U.S. District Judge T.S. Ellis, who presided over the AIPAC case, made precisely this point during the trial, specifically on Jan. 20, 2006, while sentencing Franklin:
All persons who have authorized possession of classified information and persons who have unauthorized possession, who came into possession in an unauthorized way … must abide by the law. … So that applies to academics, lawyers, journalists, professors, whatever. [Italics added.]
Now, the Espionage Act does state one caveat on this point—that unauthorized people who possess classified information can be prosecuted only if they have “intent or reason to believe that the information is to be used to the injury of the United States or to the advantage of any foreign nation.” But this sets an awfully low bar. Reread that passage carefully: “intent or reason to believe.” In other words, they don’t need to have an “intent” to damage the United States or help another nation—only a “reason to believe” that the information could be used to that purpose.
In the end, the charges against the AIPAC officials were dropped; the judge, the prosecutors, everyone involved, realized that the logic of the law was either too vague or too draconian. (For a jaw-dropping list of what Section 793 prohibits, click here.)
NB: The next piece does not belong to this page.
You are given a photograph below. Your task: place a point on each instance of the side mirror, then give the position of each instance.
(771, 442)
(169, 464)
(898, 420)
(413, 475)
And here’s where—here is the only place where—WikiLeaks’ Assange might face prosecution. Like the AIPAC defendants, he received classified information without authorization and then transmitted it to others who had no authorization.
It is extremely doubtful that officials in the Obama administration would press this charge. It would be even more appalling if they did. If Assange is charged with a crime, one might ask why Bill Keller, the New York Times’ executive editor, shouldn’t be charged, too. (Yes, the Times chose not to print some of the more allegedly damaging documents naming Afghan informants, but he received the information, and transmitted some of it, without authorization.)
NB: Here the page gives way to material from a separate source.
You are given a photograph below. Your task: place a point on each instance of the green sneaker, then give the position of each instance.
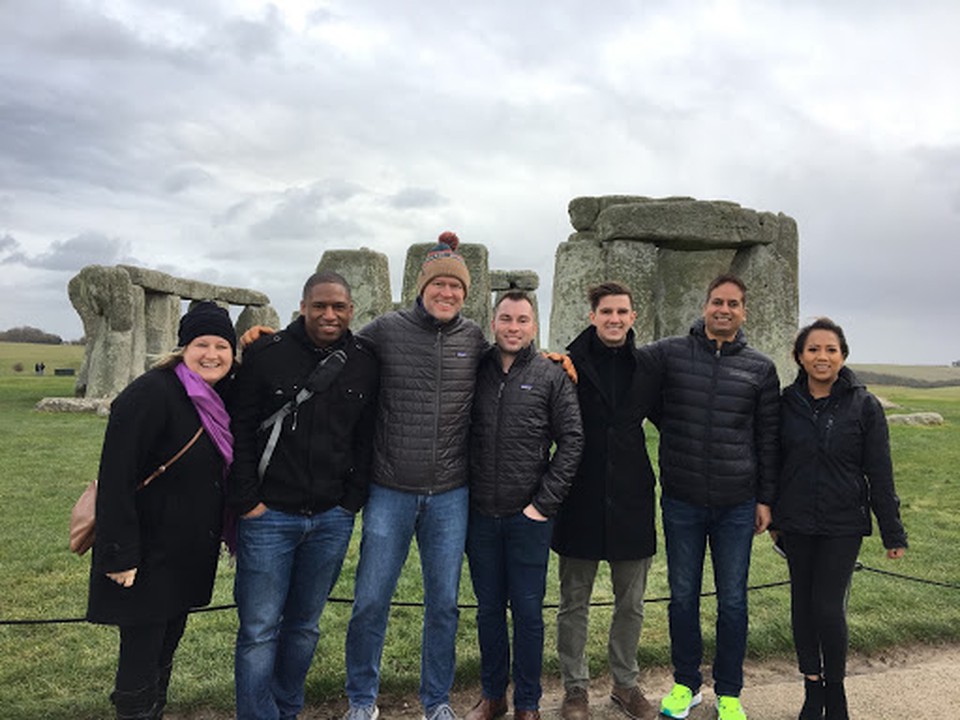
(729, 708)
(678, 703)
During the AIPAC case, before the charges were dropped, Judge Ellis conceded that the espionage law was problematic but added, “The law says what it says. … If it’s not sensible, it ought to be changed. But [Congress is] the body that changes it, not judges. The judge simply interprets and applies the law.”
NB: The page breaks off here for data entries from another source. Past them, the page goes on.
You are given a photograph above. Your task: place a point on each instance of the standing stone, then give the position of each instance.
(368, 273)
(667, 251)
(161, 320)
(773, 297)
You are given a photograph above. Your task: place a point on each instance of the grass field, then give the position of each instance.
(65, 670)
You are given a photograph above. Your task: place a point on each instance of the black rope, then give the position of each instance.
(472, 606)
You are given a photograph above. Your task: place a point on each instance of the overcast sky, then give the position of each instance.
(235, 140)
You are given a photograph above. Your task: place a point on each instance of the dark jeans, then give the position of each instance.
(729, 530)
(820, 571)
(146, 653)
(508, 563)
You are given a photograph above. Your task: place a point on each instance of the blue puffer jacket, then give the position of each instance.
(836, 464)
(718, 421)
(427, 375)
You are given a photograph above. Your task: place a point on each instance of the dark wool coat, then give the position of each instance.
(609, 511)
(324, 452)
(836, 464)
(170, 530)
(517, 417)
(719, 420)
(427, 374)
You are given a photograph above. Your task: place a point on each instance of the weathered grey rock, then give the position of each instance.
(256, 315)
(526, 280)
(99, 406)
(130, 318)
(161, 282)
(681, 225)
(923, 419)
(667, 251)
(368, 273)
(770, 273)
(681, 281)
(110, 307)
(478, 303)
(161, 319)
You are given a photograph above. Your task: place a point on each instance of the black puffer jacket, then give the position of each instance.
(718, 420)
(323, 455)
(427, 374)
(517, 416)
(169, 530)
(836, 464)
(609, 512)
Four and a half years have passed now, and that law is still on the books. The proper scope of classified information—what should be secret, what shouldn’t, what’s a noble leak, what’s a dangerous one—is a matter of high-profile debate. (Even Daniel Ellsberg, the leaker of the Pentagon Papers and in general a defender of WikiLeaks, says that some secrets should be kept secret.)
Instead of loosely tossing around words like treason, Congress should maybe think about crafting a tighter, more sensible law.
Correction, Aug. 4, 2010: In the original version of this piece, the Article 134 in the Manual for Courts-Martial was mistakenly reported to be part of the Article 134 in the UCMJ. (Return to the corrected sentence.)